One of the reasons tribute albums can be such eye-opening experiences is their ability to shed new light on their source’s songcraft and, more specifically, their lyrics. Herbie Hancock & Co. managed to underscore the brilliance of Joni Mitchell’s unorthodox tunings and richly metaphorical writing in “River: The Joni Letters” a few years back, while The Somebodys’ unjustly overlooked paean to the Bee Gees, “50 Trib to the Brothers Gibb” (2009, Palawan), brilliantly rehabilitated a group kicked to the curb by the disco backlash.
For whatever reason, Bethany Cosentino of Best Coast makes plain on “Rhiannon” in the recently released Fleetwood Mac tribute LP, “Just Tell Me That You Want Me” (Hear Music) what Stevie Nicks and company artfully veiled with their pristine production on the group’s blockbuster eponymous 1975 album.
“She is like a cat in the dark/And then she is the darkness.” Never has Nicks’ elusive heroine been placed in such focused relief: part enigma, part femme fatale. It helps that Best Coast’s arrangements are of the utmost low-tech simplicity — not much more than three notes struck on the piano augmented by the rat-tat-tat of a snare drum. It’s a far cry from Best Coast’s usual Phil Specter-influenced wall of sound.

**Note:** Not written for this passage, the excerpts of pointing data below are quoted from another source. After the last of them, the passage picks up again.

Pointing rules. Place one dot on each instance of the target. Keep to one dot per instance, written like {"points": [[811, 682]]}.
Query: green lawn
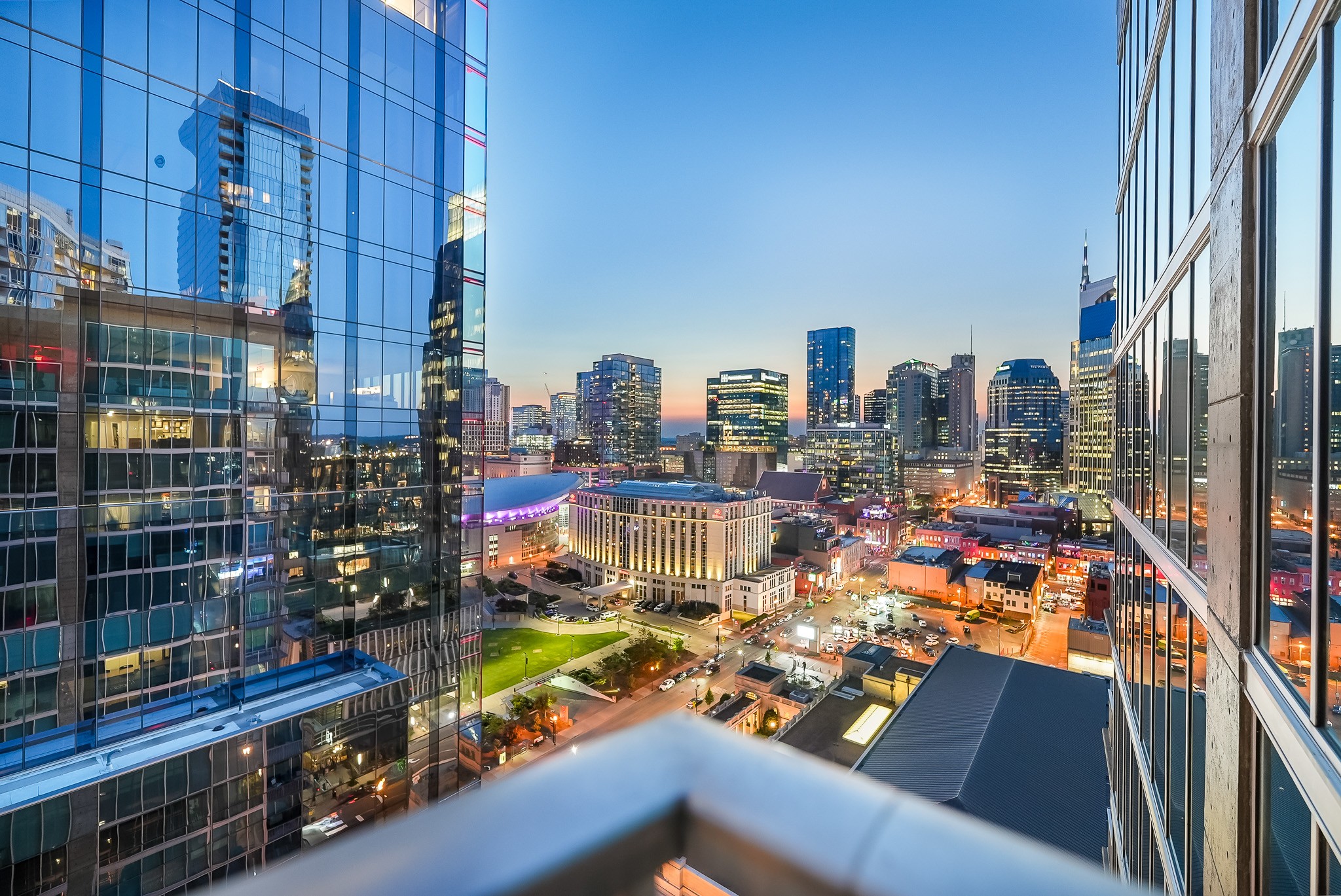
{"points": [[505, 648]]}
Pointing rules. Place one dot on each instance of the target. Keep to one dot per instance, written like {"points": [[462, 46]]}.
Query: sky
{"points": [[701, 183]]}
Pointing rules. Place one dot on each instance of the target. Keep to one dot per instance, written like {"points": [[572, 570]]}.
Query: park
{"points": [[514, 654]]}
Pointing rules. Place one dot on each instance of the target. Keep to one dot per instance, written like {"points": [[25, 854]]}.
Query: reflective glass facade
{"points": [[1022, 443], [620, 406], [747, 410], [856, 457], [242, 321], [1227, 380], [832, 377]]}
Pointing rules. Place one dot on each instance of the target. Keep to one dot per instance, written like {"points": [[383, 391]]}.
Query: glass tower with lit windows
{"points": [[240, 423], [1224, 761], [747, 411], [832, 377], [1022, 444]]}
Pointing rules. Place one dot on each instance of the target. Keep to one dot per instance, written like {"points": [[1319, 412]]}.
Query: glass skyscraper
{"points": [[1226, 762], [832, 377], [747, 411], [240, 421], [1022, 446], [620, 406]]}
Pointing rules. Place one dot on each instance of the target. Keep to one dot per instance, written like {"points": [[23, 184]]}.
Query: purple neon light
{"points": [[518, 514]]}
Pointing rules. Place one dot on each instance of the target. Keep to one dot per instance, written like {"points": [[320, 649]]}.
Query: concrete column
{"points": [[1228, 759]]}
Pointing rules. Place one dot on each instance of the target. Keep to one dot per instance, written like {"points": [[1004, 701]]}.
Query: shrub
{"points": [[699, 609]]}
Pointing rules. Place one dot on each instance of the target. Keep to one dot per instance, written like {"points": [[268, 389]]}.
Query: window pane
{"points": [[1178, 412], [1288, 831], [1291, 236], [1200, 349]]}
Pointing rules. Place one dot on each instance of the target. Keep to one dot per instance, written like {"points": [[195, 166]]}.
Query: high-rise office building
{"points": [[1022, 447], [620, 410], [959, 384], [564, 415], [1224, 758], [1090, 435], [243, 302], [915, 405], [875, 406], [498, 416], [747, 411], [857, 457], [832, 377], [528, 418]]}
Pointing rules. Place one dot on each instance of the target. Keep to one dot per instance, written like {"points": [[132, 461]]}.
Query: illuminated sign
{"points": [[865, 727]]}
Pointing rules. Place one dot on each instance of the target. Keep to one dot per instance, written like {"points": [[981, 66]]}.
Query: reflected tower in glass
{"points": [[240, 414]]}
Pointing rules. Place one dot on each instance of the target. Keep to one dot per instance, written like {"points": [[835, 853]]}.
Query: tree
{"points": [[521, 706]]}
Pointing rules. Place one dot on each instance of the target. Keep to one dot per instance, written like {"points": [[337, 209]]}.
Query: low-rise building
{"points": [[518, 463], [1017, 521], [796, 492], [926, 572], [678, 542], [1012, 589], [816, 539], [763, 700], [524, 517], [940, 475]]}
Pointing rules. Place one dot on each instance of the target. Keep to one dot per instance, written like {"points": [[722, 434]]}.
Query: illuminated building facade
{"points": [[832, 377], [564, 415], [1022, 448], [747, 410], [620, 410], [1224, 601], [240, 412], [1090, 442], [680, 542], [856, 459]]}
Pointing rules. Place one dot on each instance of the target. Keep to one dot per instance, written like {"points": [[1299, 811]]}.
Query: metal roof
{"points": [[517, 493], [1012, 742]]}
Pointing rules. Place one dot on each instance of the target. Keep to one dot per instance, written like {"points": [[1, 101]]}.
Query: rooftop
{"points": [[922, 556], [522, 493], [65, 759], [971, 737], [781, 484], [680, 492], [712, 802], [760, 672], [821, 731], [1013, 573]]}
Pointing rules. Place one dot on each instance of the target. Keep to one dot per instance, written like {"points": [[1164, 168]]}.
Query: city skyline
{"points": [[908, 228]]}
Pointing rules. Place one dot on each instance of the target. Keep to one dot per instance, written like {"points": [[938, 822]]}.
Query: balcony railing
{"points": [[751, 816]]}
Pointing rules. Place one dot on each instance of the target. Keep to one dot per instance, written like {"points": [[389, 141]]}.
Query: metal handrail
{"points": [[752, 816]]}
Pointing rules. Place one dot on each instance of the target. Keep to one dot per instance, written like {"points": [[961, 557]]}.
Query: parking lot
{"points": [[892, 618]]}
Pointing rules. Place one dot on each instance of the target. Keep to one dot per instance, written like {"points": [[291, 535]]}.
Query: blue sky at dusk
{"points": [[702, 183]]}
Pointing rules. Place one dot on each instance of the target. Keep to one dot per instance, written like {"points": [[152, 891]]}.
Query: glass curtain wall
{"points": [[240, 353]]}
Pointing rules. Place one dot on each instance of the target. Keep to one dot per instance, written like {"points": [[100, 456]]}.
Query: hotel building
{"points": [[680, 542]]}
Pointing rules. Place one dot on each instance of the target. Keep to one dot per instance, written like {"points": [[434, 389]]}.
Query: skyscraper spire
{"points": [[1085, 262]]}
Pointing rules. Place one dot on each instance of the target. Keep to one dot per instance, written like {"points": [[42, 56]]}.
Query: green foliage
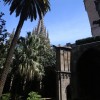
{"points": [[34, 96], [5, 96], [88, 40]]}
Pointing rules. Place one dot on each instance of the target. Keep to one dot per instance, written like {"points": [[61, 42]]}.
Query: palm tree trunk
{"points": [[9, 56]]}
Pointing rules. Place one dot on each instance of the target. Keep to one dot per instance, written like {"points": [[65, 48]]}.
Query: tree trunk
{"points": [[9, 56]]}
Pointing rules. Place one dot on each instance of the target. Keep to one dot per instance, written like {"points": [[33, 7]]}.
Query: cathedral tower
{"points": [[93, 10]]}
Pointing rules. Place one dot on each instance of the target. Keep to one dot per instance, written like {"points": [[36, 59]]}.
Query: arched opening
{"points": [[88, 71]]}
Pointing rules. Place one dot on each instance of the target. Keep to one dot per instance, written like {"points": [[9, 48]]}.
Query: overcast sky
{"points": [[66, 22]]}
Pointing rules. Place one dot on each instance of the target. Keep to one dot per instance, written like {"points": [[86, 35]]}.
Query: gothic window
{"points": [[97, 4]]}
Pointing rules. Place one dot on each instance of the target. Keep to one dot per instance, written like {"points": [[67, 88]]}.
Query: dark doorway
{"points": [[88, 71], [49, 88]]}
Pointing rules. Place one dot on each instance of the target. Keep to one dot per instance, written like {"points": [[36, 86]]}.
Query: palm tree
{"points": [[26, 62], [26, 9], [29, 59]]}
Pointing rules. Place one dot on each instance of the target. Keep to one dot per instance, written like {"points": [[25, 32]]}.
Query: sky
{"points": [[66, 22]]}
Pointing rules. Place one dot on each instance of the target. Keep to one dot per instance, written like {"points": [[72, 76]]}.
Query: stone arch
{"points": [[88, 74]]}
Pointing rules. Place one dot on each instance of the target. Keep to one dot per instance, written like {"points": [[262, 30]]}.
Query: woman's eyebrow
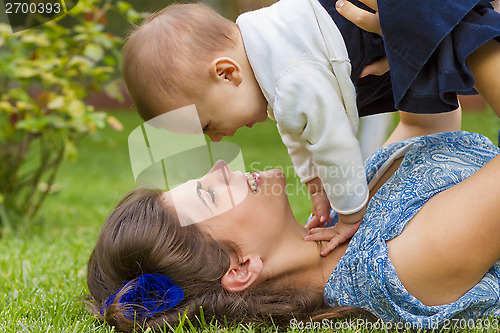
{"points": [[198, 191]]}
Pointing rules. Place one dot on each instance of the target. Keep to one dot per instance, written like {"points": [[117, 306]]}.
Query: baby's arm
{"points": [[344, 229], [321, 204], [319, 135]]}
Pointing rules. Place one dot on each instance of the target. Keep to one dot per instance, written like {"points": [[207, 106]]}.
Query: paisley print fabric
{"points": [[365, 276]]}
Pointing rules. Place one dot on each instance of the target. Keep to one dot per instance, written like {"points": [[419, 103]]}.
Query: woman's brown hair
{"points": [[143, 236]]}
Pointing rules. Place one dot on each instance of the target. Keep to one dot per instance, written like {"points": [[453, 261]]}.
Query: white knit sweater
{"points": [[301, 64]]}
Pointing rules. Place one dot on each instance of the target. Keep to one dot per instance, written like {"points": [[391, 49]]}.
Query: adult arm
{"points": [[450, 244], [413, 124]]}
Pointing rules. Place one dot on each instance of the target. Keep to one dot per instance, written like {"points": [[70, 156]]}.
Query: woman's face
{"points": [[249, 210]]}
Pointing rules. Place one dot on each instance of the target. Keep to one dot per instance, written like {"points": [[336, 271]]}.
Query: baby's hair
{"points": [[143, 236], [165, 58]]}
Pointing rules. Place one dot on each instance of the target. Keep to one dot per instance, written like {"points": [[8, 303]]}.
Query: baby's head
{"points": [[189, 54]]}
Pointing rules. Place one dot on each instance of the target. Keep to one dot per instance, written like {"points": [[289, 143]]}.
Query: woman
{"points": [[252, 261]]}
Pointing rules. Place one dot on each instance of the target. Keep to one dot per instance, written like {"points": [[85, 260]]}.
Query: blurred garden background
{"points": [[64, 123]]}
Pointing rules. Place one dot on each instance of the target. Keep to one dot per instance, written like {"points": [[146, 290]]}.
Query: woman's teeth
{"points": [[252, 182]]}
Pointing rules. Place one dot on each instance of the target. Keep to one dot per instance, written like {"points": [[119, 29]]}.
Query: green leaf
{"points": [[113, 90], [70, 150], [94, 52], [123, 6], [25, 72], [56, 103]]}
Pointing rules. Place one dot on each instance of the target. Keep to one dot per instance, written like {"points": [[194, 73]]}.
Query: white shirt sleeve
{"points": [[310, 111]]}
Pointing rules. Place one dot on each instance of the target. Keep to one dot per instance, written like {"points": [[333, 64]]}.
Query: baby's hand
{"points": [[321, 205], [344, 229]]}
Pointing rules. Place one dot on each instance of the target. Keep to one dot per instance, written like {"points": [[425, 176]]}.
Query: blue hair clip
{"points": [[151, 294]]}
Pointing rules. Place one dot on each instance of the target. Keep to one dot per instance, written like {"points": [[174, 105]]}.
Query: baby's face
{"points": [[227, 107], [224, 120]]}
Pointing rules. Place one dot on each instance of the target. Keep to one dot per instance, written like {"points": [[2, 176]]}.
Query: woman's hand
{"points": [[367, 21]]}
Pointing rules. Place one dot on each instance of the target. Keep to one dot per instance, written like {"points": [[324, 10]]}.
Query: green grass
{"points": [[43, 264]]}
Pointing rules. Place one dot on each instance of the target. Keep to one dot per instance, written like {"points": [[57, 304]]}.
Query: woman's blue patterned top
{"points": [[365, 276]]}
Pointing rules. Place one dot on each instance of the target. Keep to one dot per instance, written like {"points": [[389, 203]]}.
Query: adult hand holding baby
{"points": [[368, 21]]}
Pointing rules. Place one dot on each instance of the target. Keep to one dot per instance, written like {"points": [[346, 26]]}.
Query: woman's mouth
{"points": [[253, 180]]}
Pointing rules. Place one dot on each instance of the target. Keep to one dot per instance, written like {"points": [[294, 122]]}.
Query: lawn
{"points": [[43, 263]]}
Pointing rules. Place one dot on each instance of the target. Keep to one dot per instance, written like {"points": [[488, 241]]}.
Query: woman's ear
{"points": [[226, 70], [241, 275]]}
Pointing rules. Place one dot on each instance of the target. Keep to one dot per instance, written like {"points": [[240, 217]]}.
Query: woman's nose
{"points": [[220, 164]]}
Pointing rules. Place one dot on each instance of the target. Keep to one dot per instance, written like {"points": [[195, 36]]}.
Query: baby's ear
{"points": [[240, 276], [226, 70]]}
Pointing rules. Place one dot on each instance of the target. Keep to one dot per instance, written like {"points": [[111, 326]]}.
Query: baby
{"points": [[294, 62]]}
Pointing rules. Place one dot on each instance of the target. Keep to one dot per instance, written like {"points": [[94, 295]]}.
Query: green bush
{"points": [[45, 74]]}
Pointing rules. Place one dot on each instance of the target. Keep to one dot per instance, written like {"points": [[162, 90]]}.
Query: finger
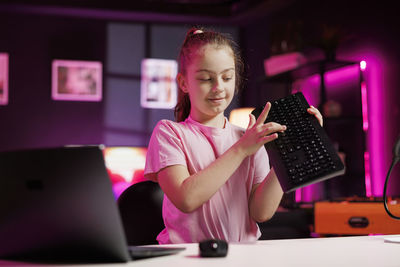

In fact, if one took a blindfold test, Lykki Li’s atmosphere-drenched version of Nicks’ “Silver Springs” could be mistaken for Best Coast, while Karen Elson’s “Gold Dust Woman” (also written by Nicks) channels Nicks’ unique, whispy vocals in one the album’s more direct approximations of the Fleetwood Mac sound.
The Nicks covers are truly the standouts in this collection, and point to how much the ethereal singer-songwriter — mostly remembered for her New Age, leather-and-lace pirouettes — brought to the table when she and Lindsey Buckingham joined Fleetwood Mac at the end of 1974.
I won’t pretend to be familiar with all the previous incarnations of the Mac, when they were known primarily as a blues-rock band, but the gems on this collection are numerous: Marianne Faithfull’s characteristically world-weary take on “Angel” (again Nicks), accompanied by the inimitable Marc Ribot and Bill Frisell on guitars; Billy Gibbons & Co.’s grizzled, swampy interpretation of Peter Green’s “Oh Well”; The New Pornographers doing their best imitation of the Steve Miller Band on Christine McVie’s “Think About Me”; and Tame Impala’s dreamy “That’s All for Everyone” (Buckingham).
The connective tissue here is Randall Poster, one of the more sought-after music supervisors in Hollywood, who produced with Gelya Robb.
Equally, if not more compelling, is Meshell Ndegeocello’s masterful dedication to Nina Simone, “Pour Une Ame Souveraine,” which will be released October 9 on Naive Records. Ndegeocello clearly views Simone, who died in 2003, as a long-lost spiritual sister, and the two artists do share a predilection for tackling sticky sociological themes such as race and gender politics in their music, and an ability to effortlessly straddle genres from jazz to blues to R&B to folk.
“Pour Une Ame Souveraine” is filled with songs either associated with or conceived by Simon, from the opening “Please Don’t let Me Be Misunderstood,” originally released on Simone’s 1964 album “Broadway-Blues-Ballads” and here slowed down to a mournful crawl, to “To Be Young, Gifted and Black,” from Simone’s 1970 “Black Gold” album, and here given a high gospel treatment by guest vocalist Cody ChestnuTT.
This rich assemblage manages to be both highly eclectic and of a piece, held together by producers Ndegeocello’s and Chris Bruce’s collective vision, bassist Ndegeocello’s impeccable musicianship and a cohesive backing band consisting of Chris Bruce on guitar, Jebin Bruni on keyboards and the phenomenal Deontoni Parks on drums.
Ndegeocello — whose cool, retrained vocals (think Sade with a great band) have always seemed at odds with the muscularity of her arrangements — carries about half the singer duties here, with inspired contributions from Toshi Reagon (a rollicking “House of the Rising Sun”) and Valerie June (a kind of field-hollar take on “Be My Husband” replete with stomps, claps and chants).
Perhaps the one singer who feels out of place here is Sinead O’Connor, who manages to reduce “Don’t Take All Night” to a soggy drone. But this the lone exception to an otherwise masterful collection — certainly one that makes me want to scramble to Amoeba to scour the racks for an artist, Simone, that is, whose activist artistry has somehow escaped my grasp over all these years.